As spectators, we know the story of Joan of Arc, and we actively engage that knowledge during these sequences of song. There is a choreography beyond our conception of dance or dramatic blocking – a cosmic choreography of history and drama. Joan is moving toward a specific fate, her death at the stake, and Dumont imbues the character of Joan with a feeling of self-awareness in regards to her destiny. This is not a film, like Carl Theodore Dreyer‘s The Passion of Joan of Arc (1928), that finds Joan crying before her adversaries in the Church. Jeanne turns to the clergymen leading the rigged trial against Joan, and it is in Benoît Robail‘s brilliant performance as Monseigneur Reginald de Chartres where the film’s sole tear is found. The corruption and hypocrisy of their methods in evaluating Joan’s heresy takes the spotlight. Their verdict was already determined, or choreographed, because their flawed theology lacks the nuance to be receptive to Joan (arguments aside that her claims of revelation from God are open to theological debate).

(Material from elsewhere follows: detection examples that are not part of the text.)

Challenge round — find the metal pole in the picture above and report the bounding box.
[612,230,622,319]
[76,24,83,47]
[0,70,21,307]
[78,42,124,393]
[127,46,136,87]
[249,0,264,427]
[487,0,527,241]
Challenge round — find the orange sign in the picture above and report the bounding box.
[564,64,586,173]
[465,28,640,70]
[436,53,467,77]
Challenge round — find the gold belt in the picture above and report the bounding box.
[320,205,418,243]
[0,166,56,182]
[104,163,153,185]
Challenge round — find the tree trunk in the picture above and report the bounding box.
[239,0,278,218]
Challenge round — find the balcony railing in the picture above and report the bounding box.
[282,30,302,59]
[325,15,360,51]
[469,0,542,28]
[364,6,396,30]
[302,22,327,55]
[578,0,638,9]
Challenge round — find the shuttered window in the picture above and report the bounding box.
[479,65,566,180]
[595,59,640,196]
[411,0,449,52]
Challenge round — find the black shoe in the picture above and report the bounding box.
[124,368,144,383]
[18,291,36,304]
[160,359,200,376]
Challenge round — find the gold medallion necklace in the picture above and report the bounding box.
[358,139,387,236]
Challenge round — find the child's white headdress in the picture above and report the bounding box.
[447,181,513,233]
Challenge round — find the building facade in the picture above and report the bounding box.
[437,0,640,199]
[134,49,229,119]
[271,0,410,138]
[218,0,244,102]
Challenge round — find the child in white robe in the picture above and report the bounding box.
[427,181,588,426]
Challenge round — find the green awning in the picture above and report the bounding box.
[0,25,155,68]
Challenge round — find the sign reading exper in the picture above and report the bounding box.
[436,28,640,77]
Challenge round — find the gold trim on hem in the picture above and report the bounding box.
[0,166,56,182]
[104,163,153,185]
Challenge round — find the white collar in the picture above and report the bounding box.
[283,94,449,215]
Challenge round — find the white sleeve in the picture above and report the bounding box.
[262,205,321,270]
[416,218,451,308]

Compared to the high-spirited and imaginative Jeannette, the experience of Jeanne is less satisfying overall, but it is still a work of substance that asks compelling questions. It is a more somber effort, and Dumont is able to use the songs as a contemplative tool with almost every one of them serving as intermissions rather than attractions; it is almost an anti-musical. For those who are able to endure the tone and pace, Dumont rewards bountifully as the trial unravels into the strangest of gestural comedies. Robail is wildly dynamic, both in his manner of speech and in the strange “drunk with power” demeanor that he suddenly adopts late in the film as he grabs his crucifix and proceeds to rail almost incoherently against Joan. The pace of the dialogue begins to quicken, and the editing reciprocates this shift in style as a shot and reverse-shot structure moves us from face to face of the prosecution to the confident face of young Joan. Finally, a divisive and hilarious musical number causes the film to push the boundaries of taste with the utmost authorial confidence.
By the film’s finale, we are brought to the moment where all Joan of Arc tales end, but we are brought there with a vision of “natural grace” preceding it. Ordered to give her final prayer in her prison cell before execution, Joan notices a nest of wailing baby birds receiving an insect from the mother. She does not say her final prayer, and she goes to be burned at the stake, as we knew she would. Joan’s death serves a function for the viewer, one that Bruno Dumont is hesitant to deliver but provides in his own way.
This film is currently #1,674/2,482 (or 34%) on my Flickchart.